- Directed by: Jwngdao Bodosa
- Story by: Jwngdao Bodosa
- Produced by: Jwngdao Bodosa
- Starring: Tikendrajit Narzary Onjali Basumatary
- Cinematography: Jwngdao Bodosa
- Edited by: Jwngdao Bodosa
- Release date: 1995;
- Country: India
- Language: Bodo

= Hagramayao Jinahari =

Hagramayao Jinahari (known internationally as Rape in The Virgin Forest) is a 1995 Indian Bodo-language drama film directed by Jwngdao Bodosa. The film starred Tikendrajit Narzary and Onjali Basumatary. The film was screened at the India International Centre, Delhi in the 1990s. This film was notably the first Bodo-language film to be screened at the Indian Panorama section of the International Film Festival of India.
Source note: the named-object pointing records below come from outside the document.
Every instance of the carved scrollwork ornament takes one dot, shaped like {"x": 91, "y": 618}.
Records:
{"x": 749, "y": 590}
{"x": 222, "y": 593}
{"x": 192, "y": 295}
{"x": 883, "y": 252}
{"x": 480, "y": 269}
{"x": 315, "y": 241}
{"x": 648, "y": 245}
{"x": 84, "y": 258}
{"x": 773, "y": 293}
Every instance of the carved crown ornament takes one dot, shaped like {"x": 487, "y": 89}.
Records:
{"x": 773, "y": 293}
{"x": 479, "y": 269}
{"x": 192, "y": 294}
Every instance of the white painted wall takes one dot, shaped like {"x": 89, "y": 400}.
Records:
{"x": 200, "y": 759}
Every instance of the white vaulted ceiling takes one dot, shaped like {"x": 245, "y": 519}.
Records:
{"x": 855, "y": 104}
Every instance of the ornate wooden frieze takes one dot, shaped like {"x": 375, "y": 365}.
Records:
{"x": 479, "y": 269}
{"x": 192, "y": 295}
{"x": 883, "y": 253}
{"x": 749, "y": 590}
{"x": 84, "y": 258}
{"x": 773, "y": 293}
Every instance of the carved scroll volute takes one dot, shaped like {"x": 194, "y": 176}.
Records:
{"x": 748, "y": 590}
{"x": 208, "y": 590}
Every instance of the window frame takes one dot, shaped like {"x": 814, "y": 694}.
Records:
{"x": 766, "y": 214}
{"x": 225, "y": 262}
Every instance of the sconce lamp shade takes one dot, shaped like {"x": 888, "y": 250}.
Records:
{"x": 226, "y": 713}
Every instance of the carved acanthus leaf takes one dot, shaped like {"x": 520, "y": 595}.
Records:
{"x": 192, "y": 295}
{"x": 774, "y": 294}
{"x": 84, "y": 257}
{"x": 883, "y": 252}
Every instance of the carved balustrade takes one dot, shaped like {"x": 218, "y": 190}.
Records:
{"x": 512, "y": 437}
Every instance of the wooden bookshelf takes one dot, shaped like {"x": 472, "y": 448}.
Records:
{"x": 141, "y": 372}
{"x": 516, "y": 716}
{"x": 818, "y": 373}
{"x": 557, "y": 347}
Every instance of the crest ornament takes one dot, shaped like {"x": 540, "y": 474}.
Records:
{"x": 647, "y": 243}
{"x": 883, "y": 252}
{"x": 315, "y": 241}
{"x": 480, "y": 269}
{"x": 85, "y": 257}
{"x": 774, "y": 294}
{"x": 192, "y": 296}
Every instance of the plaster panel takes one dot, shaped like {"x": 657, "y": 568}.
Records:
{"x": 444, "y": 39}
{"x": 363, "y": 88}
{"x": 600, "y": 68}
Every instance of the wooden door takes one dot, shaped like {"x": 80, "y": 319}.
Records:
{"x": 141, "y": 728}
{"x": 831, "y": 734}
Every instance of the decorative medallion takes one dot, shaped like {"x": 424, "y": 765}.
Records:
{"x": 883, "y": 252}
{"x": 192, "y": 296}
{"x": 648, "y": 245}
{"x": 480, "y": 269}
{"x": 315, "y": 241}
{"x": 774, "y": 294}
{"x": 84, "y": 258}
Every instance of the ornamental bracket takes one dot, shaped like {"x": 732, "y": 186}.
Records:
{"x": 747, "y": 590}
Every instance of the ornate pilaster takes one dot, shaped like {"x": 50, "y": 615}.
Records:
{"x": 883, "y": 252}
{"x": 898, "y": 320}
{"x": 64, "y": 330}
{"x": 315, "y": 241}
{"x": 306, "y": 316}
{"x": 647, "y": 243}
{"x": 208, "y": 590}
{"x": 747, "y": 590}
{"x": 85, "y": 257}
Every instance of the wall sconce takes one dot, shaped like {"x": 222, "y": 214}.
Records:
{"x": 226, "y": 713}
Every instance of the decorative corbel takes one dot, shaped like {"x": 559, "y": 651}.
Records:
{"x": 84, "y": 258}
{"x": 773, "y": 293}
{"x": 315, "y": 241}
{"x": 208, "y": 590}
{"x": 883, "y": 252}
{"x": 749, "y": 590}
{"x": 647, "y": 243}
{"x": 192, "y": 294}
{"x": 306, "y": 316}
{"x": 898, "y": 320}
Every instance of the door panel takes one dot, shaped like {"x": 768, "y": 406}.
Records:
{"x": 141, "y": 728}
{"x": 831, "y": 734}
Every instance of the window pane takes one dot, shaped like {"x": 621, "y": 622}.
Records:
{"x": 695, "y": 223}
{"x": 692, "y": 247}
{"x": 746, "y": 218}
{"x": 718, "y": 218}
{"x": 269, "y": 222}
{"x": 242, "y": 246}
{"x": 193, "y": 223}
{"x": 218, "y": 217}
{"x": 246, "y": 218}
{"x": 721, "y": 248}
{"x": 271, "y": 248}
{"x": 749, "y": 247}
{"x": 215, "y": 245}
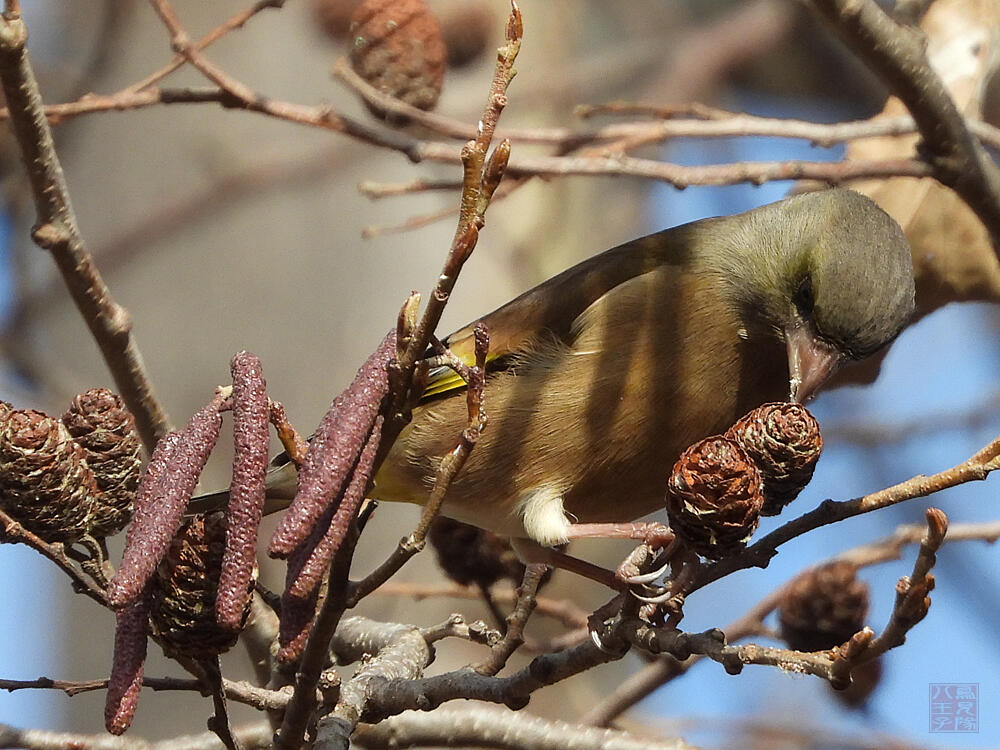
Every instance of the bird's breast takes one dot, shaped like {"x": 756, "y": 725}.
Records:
{"x": 652, "y": 367}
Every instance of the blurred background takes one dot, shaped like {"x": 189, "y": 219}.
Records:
{"x": 222, "y": 230}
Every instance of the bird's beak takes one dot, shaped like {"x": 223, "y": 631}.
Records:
{"x": 810, "y": 362}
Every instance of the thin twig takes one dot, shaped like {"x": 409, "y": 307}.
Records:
{"x": 11, "y": 532}
{"x": 759, "y": 554}
{"x": 896, "y": 53}
{"x": 57, "y": 231}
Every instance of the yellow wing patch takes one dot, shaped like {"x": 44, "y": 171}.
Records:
{"x": 445, "y": 380}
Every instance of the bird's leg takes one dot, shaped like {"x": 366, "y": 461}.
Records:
{"x": 684, "y": 565}
{"x": 655, "y": 534}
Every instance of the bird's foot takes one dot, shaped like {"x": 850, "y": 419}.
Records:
{"x": 680, "y": 564}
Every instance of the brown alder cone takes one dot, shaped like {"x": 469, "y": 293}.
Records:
{"x": 399, "y": 50}
{"x": 105, "y": 429}
{"x": 467, "y": 27}
{"x": 182, "y": 611}
{"x": 471, "y": 555}
{"x": 45, "y": 483}
{"x": 334, "y": 16}
{"x": 823, "y": 607}
{"x": 784, "y": 441}
{"x": 714, "y": 497}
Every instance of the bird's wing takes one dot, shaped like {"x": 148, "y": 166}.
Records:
{"x": 550, "y": 310}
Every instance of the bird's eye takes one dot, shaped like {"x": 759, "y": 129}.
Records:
{"x": 803, "y": 297}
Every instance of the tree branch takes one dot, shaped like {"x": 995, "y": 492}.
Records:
{"x": 57, "y": 231}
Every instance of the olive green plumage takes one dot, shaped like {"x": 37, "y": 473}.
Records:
{"x": 601, "y": 376}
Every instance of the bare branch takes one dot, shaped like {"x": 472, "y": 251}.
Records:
{"x": 56, "y": 230}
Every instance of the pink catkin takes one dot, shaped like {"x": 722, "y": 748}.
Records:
{"x": 308, "y": 564}
{"x": 160, "y": 506}
{"x": 335, "y": 449}
{"x": 127, "y": 665}
{"x": 296, "y": 621}
{"x": 246, "y": 493}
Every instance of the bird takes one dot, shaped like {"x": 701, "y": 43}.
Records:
{"x": 598, "y": 378}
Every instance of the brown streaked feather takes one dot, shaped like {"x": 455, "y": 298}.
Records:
{"x": 644, "y": 402}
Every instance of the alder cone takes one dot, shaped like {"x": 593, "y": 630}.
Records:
{"x": 105, "y": 429}
{"x": 334, "y": 16}
{"x": 398, "y": 49}
{"x": 467, "y": 27}
{"x": 823, "y": 608}
{"x": 182, "y": 610}
{"x": 784, "y": 440}
{"x": 471, "y": 555}
{"x": 45, "y": 483}
{"x": 714, "y": 497}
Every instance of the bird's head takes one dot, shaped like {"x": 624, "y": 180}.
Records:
{"x": 829, "y": 273}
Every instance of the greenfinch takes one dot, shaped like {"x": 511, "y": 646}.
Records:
{"x": 598, "y": 378}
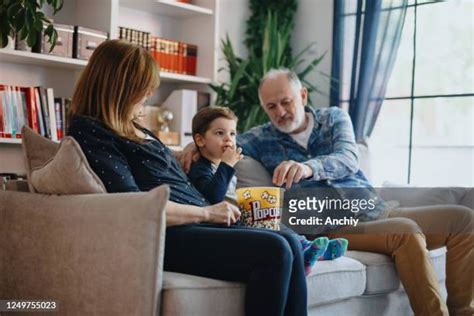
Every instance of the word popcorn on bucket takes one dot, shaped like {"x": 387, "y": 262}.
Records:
{"x": 261, "y": 207}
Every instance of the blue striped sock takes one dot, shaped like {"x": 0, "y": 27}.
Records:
{"x": 336, "y": 248}
{"x": 311, "y": 255}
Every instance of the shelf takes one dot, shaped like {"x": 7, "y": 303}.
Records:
{"x": 10, "y": 140}
{"x": 177, "y": 78}
{"x": 22, "y": 57}
{"x": 29, "y": 58}
{"x": 167, "y": 7}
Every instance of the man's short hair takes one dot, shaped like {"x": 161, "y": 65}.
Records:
{"x": 292, "y": 77}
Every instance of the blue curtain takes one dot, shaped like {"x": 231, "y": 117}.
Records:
{"x": 364, "y": 52}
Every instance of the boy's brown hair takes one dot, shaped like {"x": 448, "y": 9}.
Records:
{"x": 203, "y": 119}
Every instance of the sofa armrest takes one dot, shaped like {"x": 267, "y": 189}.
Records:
{"x": 94, "y": 254}
{"x": 416, "y": 196}
{"x": 17, "y": 185}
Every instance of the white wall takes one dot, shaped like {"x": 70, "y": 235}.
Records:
{"x": 313, "y": 23}
{"x": 232, "y": 18}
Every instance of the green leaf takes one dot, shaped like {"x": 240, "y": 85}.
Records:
{"x": 3, "y": 40}
{"x": 31, "y": 40}
{"x": 23, "y": 33}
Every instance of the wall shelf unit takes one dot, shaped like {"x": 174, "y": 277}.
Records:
{"x": 194, "y": 23}
{"x": 28, "y": 58}
{"x": 168, "y": 8}
{"x": 10, "y": 141}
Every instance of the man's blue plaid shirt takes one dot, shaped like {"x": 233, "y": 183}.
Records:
{"x": 331, "y": 153}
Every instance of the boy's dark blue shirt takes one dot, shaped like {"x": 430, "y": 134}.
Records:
{"x": 213, "y": 185}
{"x": 127, "y": 166}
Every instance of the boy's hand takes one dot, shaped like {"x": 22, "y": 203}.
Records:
{"x": 231, "y": 155}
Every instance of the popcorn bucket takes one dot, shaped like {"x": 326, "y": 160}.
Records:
{"x": 260, "y": 207}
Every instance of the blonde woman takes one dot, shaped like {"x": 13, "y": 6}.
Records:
{"x": 201, "y": 239}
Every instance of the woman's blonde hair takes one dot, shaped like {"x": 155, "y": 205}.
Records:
{"x": 117, "y": 76}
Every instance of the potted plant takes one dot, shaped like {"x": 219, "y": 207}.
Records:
{"x": 268, "y": 42}
{"x": 25, "y": 20}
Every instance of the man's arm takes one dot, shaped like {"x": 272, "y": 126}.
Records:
{"x": 343, "y": 161}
The film was a box office success, and it won the National Film Award for Best Film on Environment Conservation/Preservation. After this film, Onjali Basumatary married Jwngdao Bodosa. The film is not available online.

== Plot ==
Set in the Kokrajhar district, the film is about the Indian government's apathy to deforestation.

== Cast ==
- Tikendrajit Narzary as Budang
- Onjali Basumatary as Mithingga

== Reception ==
S. R. Ashok Kumar of The Hindu wrote that "Tikendrajit Narzary as the wood cutter and Onjali Basumatary as his daughter have acted convincingly".